Jean-Rémy Yama, a renowned trade unionist and pro-democracy activist who was imprisoned in 2022, is now a senator. He founded his own party. This does not prevent him from taking critical positions against the government – the same government that freed him from prison – and declaring his candidacy for the presidential election on April 12.
The boundary between civil society and the “traditional” political opposition is very thin.
Michael Pauron: The “traditional” opposition has remained relatively silent during this transition period. The 2023 candidate who claimed victory, Albert Ondo Ossa, is not running again in April… What does this withdrawal signify?
Joseph Tonda: There have always been connections between the government and the opposition. The father did not hesitate to bring opposition members into the government. Pierre Mamboundou may be the only one who resisted until the end. The others eventually gave in.
I’m not sure how much influence someone like Albert Ondo Ossa has on the political scene today. In my opinion, Jean Ping no longer holds any weight and remains very silent. The current situation is likely to reshuffle the opposition, which seems completely paralysed. The future on that front is quite uncertain.
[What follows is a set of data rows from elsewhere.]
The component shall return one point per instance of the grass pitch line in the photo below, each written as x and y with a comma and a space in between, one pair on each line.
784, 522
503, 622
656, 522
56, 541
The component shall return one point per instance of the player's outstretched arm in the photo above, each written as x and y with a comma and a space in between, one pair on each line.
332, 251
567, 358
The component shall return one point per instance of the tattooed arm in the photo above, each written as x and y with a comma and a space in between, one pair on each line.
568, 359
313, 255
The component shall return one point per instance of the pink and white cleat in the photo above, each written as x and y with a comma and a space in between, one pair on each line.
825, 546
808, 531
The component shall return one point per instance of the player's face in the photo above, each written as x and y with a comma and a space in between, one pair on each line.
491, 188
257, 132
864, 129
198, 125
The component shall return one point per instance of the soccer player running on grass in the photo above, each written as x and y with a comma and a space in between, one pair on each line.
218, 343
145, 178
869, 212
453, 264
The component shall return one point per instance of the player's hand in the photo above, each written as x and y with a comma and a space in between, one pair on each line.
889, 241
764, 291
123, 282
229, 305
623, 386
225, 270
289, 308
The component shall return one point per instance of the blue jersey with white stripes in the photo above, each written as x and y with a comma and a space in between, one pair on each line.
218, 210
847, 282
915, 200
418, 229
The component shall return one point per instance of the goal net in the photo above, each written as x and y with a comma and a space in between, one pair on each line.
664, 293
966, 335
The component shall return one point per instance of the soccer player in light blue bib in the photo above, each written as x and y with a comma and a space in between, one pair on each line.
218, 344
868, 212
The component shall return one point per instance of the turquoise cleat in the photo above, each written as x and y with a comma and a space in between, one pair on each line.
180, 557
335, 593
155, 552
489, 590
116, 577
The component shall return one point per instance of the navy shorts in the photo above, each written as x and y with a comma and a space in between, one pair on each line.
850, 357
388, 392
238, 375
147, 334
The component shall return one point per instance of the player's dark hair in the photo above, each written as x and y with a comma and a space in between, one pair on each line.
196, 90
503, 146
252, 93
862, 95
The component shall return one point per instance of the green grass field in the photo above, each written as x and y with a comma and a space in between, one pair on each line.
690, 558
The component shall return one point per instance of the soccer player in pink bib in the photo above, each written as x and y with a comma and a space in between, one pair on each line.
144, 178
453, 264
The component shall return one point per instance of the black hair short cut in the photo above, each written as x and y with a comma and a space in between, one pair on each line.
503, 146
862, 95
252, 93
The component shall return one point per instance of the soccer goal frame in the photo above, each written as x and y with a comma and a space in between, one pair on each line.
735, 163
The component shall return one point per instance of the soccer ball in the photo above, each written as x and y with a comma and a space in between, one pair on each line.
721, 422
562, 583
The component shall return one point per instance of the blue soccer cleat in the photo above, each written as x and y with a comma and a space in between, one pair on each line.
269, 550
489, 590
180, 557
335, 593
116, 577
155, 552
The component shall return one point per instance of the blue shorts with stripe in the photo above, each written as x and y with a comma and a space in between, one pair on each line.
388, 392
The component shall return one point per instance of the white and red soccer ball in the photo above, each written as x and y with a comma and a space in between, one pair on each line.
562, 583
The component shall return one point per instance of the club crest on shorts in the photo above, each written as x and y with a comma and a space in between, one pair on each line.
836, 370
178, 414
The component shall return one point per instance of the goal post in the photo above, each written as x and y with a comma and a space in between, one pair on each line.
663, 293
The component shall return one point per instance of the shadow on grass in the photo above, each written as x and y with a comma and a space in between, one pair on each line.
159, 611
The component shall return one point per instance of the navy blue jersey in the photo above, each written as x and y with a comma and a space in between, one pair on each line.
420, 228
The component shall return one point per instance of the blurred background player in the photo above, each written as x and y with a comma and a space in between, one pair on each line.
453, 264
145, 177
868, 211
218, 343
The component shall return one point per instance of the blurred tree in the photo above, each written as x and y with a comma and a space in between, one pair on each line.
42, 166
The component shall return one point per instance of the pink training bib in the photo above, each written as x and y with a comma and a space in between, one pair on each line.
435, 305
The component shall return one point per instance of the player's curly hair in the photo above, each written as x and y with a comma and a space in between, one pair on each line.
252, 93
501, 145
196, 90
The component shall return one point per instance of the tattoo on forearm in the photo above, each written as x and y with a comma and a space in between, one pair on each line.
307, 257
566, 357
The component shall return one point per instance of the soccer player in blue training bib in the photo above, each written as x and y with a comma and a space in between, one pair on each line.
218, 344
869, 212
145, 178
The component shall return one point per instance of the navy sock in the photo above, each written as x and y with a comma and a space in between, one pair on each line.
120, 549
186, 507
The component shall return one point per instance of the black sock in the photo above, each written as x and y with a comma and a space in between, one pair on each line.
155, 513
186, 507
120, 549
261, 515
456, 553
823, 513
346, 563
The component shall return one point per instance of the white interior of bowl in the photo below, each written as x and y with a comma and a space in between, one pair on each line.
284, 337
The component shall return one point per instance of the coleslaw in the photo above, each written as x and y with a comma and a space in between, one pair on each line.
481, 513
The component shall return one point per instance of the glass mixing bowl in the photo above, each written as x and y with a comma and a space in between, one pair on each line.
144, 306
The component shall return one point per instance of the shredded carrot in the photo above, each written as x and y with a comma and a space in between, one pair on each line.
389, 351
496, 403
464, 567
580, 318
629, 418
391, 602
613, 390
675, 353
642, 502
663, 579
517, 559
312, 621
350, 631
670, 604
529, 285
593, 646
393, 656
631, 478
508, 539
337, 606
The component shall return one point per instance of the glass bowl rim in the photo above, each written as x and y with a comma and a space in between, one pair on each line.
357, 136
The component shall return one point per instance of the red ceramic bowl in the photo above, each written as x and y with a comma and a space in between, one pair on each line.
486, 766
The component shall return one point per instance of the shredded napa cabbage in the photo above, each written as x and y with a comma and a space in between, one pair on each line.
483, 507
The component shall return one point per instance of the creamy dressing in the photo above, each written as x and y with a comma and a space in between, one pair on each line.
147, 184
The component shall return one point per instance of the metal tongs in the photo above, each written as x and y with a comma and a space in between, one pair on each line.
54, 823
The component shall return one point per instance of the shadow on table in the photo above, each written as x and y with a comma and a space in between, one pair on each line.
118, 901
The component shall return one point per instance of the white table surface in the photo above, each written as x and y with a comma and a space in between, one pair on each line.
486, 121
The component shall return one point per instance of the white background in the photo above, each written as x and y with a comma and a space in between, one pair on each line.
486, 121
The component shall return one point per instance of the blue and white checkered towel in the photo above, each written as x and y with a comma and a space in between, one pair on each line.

Until now, the Gabonese opposition has always puzzled me: typically, an opposition and a ruling power clash over a vision of the world, over a political ideology. What are the political ideologies that define the confrontation between the opposition and the ruling majority? My hypothesis is that the only true ideology is money. It is a materialistic ideology. It is a form of fetishism.
Michael Pauron: Religion seems to play a significant role within the new government. What exactly is its place?
Joseph Tonda: By proclaiming himself as Joshua, he consolidates all the symbolic and institutional resources of power. This power carries a strong mystical dimension. Religion was already a fundamental part of power during Omar Bongo’s time. When Omar Bongo converted to Islam, other political figures followed suit to secure positions. And he too fostered the idea that he was leveraging traditional religious power. Added to this was the Equatorial Masonic Lodge, of which he was the grand master. Since Oligui Nguema’s arrival, there has been an evident manipulation of religious sentiment.